Erkent de regering dat het ook nog eens een doelgroep betreft die de taal nog niet
(voldoende) machtig is en dat fouten daardoor sneller gemaakt kunnen worden? Ziet
de regering andere mogelijkheden om te bevorderen dat relevante feiten eerder naar
voren worden gebracht? Zo ja, welke? Klopt het dat met de introductie van de verwijtbaarheidstoets
de IND nog langer bezig zal zijn met het beoordelen van aanvragen? Zo ja, hoeveel
langer?
De leden van de VVD-fractie onderschrijven het belang van maatregelen om te voorkomen
dat vreemdelingen de asielprocedure misbruiken om uitzetting te frustreren. Opvolgende
asielaanvragen zorgen voor onnodige belasting van het systeem en vertragen het terugkeerproces.
Deze leden vragen hierbij wel hoe in de praktijk zal worden beoordeeld of nieuwe elementen
de kans op een verblijfsvergunning «aanzienlijk groter» maken. Zal de IND hiervoor
een vaste beoordelingsmaatstaf hanteren? Welke waarborgen zijn er dat deze maatregel
leidt tot minder misbruik van de procedure en een versnelde uitzetting van vreemdelingen
zonder recht op verblijf? Heeft de regering een inschatting van het aantal zaken waarin
dit wetsvoorstel tot snellere niet-ontvankelijkverklaringen zou kunnen leiden?
De leden van de NSC-fractie vragen hoe kan worden voorkomen dat een asielzoeker door
omstandigheden buiten zijn schuld (zoals trauma of gebrek aan rechtsbijstand) niet
eerder alle relevante elementen kon aanvoeren. Op welke wijze bepaalt de IND of iets
redelijkerwijs eerder kon worden ingebracht?

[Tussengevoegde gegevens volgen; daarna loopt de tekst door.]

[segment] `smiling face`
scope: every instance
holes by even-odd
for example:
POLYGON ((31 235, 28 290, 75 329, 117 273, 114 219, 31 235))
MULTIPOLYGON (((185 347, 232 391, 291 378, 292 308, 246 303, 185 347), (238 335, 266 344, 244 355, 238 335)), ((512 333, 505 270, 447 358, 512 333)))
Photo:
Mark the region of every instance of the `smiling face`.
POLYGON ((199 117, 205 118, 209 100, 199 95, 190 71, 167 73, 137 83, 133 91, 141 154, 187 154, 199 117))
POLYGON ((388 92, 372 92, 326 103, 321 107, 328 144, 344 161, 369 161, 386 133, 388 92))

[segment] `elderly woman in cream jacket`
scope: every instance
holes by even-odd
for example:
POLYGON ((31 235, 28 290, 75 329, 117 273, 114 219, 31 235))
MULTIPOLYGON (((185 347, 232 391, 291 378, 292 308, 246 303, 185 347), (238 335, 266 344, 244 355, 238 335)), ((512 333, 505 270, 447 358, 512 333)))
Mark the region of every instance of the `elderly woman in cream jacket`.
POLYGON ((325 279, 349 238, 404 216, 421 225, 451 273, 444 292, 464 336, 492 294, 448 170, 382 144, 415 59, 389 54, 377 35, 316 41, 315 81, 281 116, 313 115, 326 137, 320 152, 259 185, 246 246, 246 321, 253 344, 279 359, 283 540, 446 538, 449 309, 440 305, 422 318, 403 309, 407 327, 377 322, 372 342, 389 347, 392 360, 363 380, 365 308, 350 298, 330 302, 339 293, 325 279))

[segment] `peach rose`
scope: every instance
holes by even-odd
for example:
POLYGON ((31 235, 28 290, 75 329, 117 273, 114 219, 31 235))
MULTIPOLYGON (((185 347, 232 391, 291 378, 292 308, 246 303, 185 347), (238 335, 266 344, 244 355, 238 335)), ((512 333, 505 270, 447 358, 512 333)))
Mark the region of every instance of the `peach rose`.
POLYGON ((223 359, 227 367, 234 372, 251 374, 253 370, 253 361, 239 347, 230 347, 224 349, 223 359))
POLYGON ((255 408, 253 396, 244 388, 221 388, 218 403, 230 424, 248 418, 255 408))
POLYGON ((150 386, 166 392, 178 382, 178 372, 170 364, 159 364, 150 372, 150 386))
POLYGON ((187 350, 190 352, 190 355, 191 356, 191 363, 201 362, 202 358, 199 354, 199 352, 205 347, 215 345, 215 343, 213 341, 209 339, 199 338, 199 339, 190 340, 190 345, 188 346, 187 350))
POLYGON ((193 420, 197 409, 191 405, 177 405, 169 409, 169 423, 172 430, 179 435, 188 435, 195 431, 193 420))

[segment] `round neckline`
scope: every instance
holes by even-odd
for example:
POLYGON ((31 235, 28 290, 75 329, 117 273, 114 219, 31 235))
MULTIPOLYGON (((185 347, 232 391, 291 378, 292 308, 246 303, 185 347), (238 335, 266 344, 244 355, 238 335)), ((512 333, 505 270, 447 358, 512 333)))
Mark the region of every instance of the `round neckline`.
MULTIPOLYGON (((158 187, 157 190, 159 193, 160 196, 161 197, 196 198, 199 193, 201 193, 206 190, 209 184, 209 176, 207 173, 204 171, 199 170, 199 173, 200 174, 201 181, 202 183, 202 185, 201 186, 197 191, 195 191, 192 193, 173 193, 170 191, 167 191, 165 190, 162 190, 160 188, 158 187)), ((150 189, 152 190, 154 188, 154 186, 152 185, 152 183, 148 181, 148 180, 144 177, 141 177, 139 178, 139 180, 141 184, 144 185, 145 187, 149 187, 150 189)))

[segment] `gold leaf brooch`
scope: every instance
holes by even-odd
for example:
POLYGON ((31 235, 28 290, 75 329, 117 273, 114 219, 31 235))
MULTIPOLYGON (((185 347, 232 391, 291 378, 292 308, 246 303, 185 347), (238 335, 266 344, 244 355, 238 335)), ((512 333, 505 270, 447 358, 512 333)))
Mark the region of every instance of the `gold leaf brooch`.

De leden van de D66-fractie vragen of het klopt dat sommige asielzoekers, zoals LHBTI-personen,
niet direct beschikken over documenten om hun gegronde vrees voor vervolging aan te
tonen, of dit niet direct durven melden vanwege een diepgeworteld wantrouwen jegens
autoriteiten in het land van herkomst. Deze leden vernemen graag hoe in het beleid
wordt beoordeeld of dit gedrag verwijtbaar is.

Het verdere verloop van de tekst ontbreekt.